B.   Sikap Beragama Pada Remaja
Berbagai ragam cara dilakukan oleh remaja untuk mengekspresikan jiwa keberagamaannya. Hal ini tidak terlepas dari pengalaman beragama yang dilaluinya. Menurut penulis, ekspresi dan pengalaman beragama tersebut dapat dilihat dari sikap-sikap keberagamaannya.

Terdapat empat sikap remaja dalam beragama, yaitu:

1.           Percaya Ikut-ikutan.

Kebanyakan para remaja percaya kepada Tuhan dan menjalankan ajaran agama karena terdidik di dalam lingkungan beragama, juga karena ibu bapaknya beragama, teman-teman dan masyarakat sekelilingnya yang beribadah, maka mereka ikut percaya dan melaksanakan ibadah dan ajaran-ajaran agama sekedar mengikuti suasana lingkungan dimana dia hidup.
Percaya ikut-ikutan ini biasanya dihasilkan oleh didikan agama secara sederhana yang didapat dari keluarga dan lingkungan.
Namun demikian ini biasanya hanya terjadi pada masa remaja awal (usia 13-16 tahun). Setelah itu biasanya berkembang kepada cara yang lebih kritis dan sadar sesuai dengan perkembangan psikisnya.

2.           Percaya Dengan Kesadaran

Terjadinya kegelisahan, kecemasan, ketakutan bercampur aduk dengan rasa bangga dan kesenangan srta bernacam-macam pikiran dan khayalan sebagai perkembangan psikis dan pertumbuhan fisik, menimbulkan daya tarik bagi remaja untuk memperhatikan dan memikirkan dirinya sendiri.
Semangat keagamaan dimulai dengan melihat kembali tentang masalah-masalah keagamaan yang mereka miliki sejak kecil. Mereka ingin menjalankan agama sebagai suatu lapangan yang baru untuk membuktikan pribadinya, karena ia tidak mau lagi beragama secara ikut-ikutan saja. Biasanya semangat agama tersebut terjadi pada usia 17 tahun atau 18 tahun.

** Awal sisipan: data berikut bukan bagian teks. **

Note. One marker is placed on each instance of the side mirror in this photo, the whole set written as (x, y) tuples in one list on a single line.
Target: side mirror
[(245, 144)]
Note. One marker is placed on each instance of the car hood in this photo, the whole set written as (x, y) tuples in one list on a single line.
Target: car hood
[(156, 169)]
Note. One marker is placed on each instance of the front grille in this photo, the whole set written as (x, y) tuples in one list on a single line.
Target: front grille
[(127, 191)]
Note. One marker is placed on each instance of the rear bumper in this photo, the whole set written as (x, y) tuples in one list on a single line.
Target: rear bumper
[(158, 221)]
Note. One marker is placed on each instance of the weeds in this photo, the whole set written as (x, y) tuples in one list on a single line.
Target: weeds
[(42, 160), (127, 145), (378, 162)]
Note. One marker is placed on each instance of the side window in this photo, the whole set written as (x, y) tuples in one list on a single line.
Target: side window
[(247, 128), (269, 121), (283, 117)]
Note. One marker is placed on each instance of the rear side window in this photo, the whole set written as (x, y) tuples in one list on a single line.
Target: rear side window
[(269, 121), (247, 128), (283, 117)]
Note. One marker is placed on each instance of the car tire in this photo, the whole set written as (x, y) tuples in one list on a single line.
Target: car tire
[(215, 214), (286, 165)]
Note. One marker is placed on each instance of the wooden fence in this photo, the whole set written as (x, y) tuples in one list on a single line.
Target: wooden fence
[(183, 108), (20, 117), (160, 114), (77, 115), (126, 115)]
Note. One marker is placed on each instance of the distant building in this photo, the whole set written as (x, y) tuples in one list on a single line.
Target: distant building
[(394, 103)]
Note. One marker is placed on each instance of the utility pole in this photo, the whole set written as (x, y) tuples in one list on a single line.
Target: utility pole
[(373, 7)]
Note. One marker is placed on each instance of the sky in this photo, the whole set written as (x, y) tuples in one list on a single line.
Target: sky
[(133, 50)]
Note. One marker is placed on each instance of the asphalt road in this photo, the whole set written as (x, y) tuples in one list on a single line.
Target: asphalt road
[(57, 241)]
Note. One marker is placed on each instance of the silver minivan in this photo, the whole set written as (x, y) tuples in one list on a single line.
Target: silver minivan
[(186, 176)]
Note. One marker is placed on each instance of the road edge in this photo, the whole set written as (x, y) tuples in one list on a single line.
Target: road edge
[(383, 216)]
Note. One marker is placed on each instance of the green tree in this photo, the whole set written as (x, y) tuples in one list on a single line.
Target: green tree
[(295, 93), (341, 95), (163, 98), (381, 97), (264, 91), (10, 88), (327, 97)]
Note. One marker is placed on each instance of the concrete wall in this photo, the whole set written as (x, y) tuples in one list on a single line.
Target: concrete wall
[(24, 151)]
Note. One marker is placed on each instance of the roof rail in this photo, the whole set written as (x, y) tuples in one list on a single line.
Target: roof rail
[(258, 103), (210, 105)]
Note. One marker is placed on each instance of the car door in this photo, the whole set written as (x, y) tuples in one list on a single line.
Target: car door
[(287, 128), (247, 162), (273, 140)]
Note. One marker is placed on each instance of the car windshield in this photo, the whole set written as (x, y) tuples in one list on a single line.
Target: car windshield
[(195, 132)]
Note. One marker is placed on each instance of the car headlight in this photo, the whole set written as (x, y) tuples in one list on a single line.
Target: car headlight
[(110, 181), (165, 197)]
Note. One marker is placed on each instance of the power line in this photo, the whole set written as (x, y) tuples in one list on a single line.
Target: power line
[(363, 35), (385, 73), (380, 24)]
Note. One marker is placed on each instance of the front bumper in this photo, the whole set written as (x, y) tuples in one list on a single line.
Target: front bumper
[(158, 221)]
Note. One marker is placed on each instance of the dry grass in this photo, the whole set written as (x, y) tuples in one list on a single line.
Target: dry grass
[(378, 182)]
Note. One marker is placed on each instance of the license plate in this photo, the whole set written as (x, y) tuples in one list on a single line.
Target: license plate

3.  Percaya, Tetapi Agak Ragu-Ragu

Keraguan kepercayaan remaja terhadap agamanya, dapat dibagi menjadi dua, yaitu :
a.    Keraguan disebabkan kegoncangan jiwa dan terjadinya proses perubahan dalam pribadinya. Hal ini merupakan kewajaran.
b.    Keraguan disebabkan adanya kontradiksi atas kenyataan yang dilihatnya dengan apa yang diyakininya atau dengan pengetahuan yang dimiliki. 

4.  Tidak Percaya Atau Cenderung Pada Ateis

Perkembangan ke arah tidak percaya pada Tuhan sebenarnya mempunyai akar atau sumber dari masa kecil. Apabila seorang anak merasa tertekan oleh kekuasaan atau kezaliman orang tua, maka ia telah memendam sesuatu tantangan terhadap kekuasaan orang tua, selanjutnya terhadap kekuasaan apa pun termasuk kekuasaan Tuhan. Disamping itu, keadaan atau peristiwa yang dialami, terutama kebudayaan dan filsafat yang melingkupi, juga ikut mempengaruhi pemikiran remaja.[3]

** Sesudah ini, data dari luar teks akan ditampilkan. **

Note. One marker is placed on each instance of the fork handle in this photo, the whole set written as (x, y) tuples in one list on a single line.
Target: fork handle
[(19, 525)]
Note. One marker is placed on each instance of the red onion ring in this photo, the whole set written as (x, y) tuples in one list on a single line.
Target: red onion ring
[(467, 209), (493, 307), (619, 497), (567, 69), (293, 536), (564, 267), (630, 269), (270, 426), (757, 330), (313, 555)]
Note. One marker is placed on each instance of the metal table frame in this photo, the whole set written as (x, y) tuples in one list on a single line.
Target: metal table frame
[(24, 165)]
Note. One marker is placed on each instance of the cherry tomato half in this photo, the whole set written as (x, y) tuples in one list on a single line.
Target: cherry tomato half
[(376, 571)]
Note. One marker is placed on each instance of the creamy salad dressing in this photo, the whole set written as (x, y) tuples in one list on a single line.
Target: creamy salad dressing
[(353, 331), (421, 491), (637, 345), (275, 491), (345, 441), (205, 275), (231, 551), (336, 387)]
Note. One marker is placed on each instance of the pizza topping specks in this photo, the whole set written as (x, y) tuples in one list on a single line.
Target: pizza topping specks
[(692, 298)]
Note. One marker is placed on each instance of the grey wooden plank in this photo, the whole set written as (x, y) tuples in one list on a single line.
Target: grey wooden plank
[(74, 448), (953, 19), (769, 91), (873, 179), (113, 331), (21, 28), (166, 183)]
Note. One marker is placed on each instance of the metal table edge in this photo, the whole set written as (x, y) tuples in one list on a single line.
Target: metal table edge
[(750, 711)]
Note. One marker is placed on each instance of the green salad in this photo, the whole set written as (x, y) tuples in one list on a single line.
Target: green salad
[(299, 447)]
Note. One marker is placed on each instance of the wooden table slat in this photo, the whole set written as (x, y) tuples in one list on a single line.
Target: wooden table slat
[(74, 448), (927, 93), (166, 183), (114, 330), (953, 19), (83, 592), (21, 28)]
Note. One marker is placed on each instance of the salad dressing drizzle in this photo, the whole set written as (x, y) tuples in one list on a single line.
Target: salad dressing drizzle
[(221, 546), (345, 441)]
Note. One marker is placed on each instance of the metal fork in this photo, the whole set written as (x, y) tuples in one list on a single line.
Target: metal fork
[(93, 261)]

C. Faktor-Faktor Perkembangan Agama Pada Remaja

1.     Pertumbuhan pikiran dan mental

Ide dan dasar keyakinan beragama yang diterima remaja dari masa kanak-kanak sudah tidak begitu menarik baginya. Sifat kritis terhadap ajaran agama mulai timbul. Selain masalah agama merekapun sudah tertarik pada masalah kebudayaan. Sosial, ekonomi, dan norma-norma kehidupan lainnya.

2.     Perkembangan perasaan

Berbagai perasaan telah berkembang pada masa remaja. Perasaan sosial, etis dan estesis mendorong remaja untuk menghayati perikehidupan yang terbiasa dalam lingkungannya. Kehidupan religius akan cenderung mendorong dirinya lebih dekat kearah hidup yang religius pula. Sebaliknya bagi remaja yang kurang mendapat pendidikan dan siraman ajaran agama akan lebih mudah didominasi dorongan seksual.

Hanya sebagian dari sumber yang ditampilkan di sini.